Catch-up contributions are taxed in the same way as normal 401(k) contributions. This usually means that your contributions reduce your taxable income for the year, and you pay taxes on your withdrawals later. But if you're using a Roth 401(k), you pay taxes on your contributions now in exchange for tax-free withdrawals later.

A few thousand dollars more per year may not seem like that much when retirement can cost well over $1 million, but you may be surprised at how much of a difference catch-up contributions can make over the long term.

A catch-up contribution example

Ideally, you'll have some retirement savings by the time you're in your 50s; however, for the purposes of this example, let's say you don't have any money saved at all. 

If you're 50 years old and you plan to retire at 67, that gives you 17 years to save what you need. If you contributed the under-50 maximum of $19,500 per year over that time and you earned a 7% average annual rate of return, that would give you a little over $601,000. And you could end up with even more than this if your employer matched some of your contributions.

But what if you decided to contribute the maximum $26,000 every year instead? With the same average annual rate of return, you'd end up with over $801,000. Again, this is even before considering the benefit of an employer match. That's a difference of about $200,000, and only $110,500 of that is additional personal contributions. The rest comes from investment earnings.

Is that enough for you to comfortably retire on? No one can say for sure. How much you need to retire depends on how long you expect your retirement to last and what you think your lifestyle will be like. But it's clear that catch-up contributions can make a significant difference in your retirement savings, especially if you start making them as soon as you're eligible.

What if my catch-up contributions aren't enough?

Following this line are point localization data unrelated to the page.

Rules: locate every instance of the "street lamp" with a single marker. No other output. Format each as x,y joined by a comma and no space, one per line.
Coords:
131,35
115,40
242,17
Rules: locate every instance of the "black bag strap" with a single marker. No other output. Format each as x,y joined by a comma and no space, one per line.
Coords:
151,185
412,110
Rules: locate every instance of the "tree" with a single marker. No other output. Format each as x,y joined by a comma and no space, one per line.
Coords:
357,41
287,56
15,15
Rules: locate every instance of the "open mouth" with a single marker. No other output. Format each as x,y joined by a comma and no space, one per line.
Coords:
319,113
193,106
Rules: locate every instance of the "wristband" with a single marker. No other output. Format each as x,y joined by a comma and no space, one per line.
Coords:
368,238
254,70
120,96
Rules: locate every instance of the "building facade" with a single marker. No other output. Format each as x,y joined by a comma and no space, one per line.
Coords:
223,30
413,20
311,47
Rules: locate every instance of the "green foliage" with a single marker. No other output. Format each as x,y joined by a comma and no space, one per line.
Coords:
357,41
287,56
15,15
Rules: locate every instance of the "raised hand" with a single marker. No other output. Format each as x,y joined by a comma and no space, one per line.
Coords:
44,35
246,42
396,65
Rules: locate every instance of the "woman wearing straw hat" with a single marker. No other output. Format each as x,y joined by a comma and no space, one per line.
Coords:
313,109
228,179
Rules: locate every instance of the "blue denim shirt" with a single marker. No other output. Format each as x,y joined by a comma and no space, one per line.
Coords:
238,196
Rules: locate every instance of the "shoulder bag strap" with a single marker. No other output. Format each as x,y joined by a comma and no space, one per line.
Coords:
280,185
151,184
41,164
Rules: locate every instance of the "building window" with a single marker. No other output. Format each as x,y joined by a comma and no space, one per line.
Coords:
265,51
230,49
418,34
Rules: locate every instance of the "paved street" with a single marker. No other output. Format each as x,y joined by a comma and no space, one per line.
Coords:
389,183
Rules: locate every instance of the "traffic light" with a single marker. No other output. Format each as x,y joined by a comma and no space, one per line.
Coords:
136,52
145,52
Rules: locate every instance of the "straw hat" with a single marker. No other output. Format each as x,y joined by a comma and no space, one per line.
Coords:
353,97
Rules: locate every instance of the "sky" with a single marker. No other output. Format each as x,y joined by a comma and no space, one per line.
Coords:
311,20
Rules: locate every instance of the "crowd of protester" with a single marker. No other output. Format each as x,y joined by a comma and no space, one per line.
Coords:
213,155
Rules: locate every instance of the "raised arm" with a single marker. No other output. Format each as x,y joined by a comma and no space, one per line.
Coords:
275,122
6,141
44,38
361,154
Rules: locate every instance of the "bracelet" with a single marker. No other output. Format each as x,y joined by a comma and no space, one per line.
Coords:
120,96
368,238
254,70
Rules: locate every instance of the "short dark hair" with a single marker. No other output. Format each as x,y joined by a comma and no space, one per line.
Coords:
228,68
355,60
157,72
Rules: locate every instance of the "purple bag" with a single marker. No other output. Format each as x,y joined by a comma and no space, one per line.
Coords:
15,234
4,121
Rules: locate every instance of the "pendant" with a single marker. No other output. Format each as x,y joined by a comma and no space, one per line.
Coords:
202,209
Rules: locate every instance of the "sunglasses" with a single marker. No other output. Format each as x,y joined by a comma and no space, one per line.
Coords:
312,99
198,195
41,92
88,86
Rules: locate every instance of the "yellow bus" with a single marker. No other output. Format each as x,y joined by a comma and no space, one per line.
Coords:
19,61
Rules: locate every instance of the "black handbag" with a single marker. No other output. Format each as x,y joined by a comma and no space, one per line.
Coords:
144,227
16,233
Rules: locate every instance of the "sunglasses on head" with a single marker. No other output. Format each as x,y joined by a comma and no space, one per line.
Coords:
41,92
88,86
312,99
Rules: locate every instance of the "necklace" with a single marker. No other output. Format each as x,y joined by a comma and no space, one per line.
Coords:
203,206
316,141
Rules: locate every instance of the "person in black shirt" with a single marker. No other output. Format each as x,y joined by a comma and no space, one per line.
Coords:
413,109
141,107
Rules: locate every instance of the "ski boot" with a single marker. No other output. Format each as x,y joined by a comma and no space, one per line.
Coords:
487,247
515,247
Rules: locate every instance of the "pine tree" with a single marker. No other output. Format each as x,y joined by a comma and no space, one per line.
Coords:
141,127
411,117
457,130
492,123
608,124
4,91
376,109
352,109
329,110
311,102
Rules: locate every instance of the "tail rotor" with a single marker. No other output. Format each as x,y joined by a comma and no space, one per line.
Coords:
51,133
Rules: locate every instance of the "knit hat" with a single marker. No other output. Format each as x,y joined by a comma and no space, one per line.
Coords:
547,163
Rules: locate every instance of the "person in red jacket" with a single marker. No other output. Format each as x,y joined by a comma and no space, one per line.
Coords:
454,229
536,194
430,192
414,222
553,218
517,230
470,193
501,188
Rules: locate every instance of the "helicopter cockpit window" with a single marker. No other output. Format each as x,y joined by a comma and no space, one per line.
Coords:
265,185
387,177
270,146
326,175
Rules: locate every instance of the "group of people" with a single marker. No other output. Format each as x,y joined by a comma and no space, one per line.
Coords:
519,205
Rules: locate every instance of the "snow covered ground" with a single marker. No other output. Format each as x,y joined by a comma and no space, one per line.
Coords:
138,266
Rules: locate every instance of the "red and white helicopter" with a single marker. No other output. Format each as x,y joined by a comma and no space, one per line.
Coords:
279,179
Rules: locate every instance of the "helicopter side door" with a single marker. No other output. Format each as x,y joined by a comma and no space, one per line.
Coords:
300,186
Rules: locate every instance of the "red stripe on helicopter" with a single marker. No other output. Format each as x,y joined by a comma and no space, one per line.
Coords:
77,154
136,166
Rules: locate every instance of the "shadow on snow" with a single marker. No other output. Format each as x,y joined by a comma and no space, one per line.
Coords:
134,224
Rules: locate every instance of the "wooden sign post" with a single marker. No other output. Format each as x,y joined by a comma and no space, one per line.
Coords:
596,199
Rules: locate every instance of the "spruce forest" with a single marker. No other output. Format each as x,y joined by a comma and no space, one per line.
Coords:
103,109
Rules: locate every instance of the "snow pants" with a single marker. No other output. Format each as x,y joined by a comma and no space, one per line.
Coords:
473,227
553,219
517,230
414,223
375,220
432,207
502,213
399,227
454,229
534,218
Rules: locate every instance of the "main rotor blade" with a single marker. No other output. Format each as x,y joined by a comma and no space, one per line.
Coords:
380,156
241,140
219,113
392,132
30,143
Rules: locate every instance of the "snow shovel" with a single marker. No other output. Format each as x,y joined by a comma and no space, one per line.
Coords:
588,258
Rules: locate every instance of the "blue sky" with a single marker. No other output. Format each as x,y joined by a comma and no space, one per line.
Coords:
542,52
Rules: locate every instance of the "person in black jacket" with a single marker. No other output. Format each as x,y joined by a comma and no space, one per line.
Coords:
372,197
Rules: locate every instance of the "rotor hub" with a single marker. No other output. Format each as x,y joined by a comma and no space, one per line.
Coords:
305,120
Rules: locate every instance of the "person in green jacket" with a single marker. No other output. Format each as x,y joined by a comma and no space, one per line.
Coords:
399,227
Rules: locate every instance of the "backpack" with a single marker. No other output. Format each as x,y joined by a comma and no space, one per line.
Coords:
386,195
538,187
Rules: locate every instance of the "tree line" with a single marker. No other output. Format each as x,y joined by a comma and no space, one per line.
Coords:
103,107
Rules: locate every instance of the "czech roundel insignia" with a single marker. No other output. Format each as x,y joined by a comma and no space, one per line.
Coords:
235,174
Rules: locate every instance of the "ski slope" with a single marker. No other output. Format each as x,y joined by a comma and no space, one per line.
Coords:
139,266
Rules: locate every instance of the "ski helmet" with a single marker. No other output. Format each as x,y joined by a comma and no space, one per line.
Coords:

If you don't think you can save as much as you need even with 401(k) catch-up contributions, you have a few options. If you have some extra cash to spare, you can open up an IRA. These have catch-up contributions as well: Adults 50 and older may contribute up to $7,000 each in 2020 and 2021 -- that's $1,000 more than adults under 50 can contribute.

You could also try investing money in a taxable brokerage account. These don't offer the same tax breaks as retirement accounts, but if you hold your savings for longer than one year, they become subject to long-term capital gains tax. This can grant you more preferable tax rates on your earnings than if you pay standard income taxes.

If you don't have extra cash to put toward retirement, you could always try delaying retirement instead. This gives you additional time to save while also reducing the length of your retirement, so you can afford to retire on less. You'll have to do the math to figure out how much longer you'd need to work, but even a few months can make a big difference.

Keep in mind that 401(k) contribution limits can change over time, so while you're allowed to make only $6,500 in catch-up contributions for 2020 and 2021, you may be allowed to contribute even more in future years. Check these limits every year to make sure you're not missing out on an opportunity to save even more.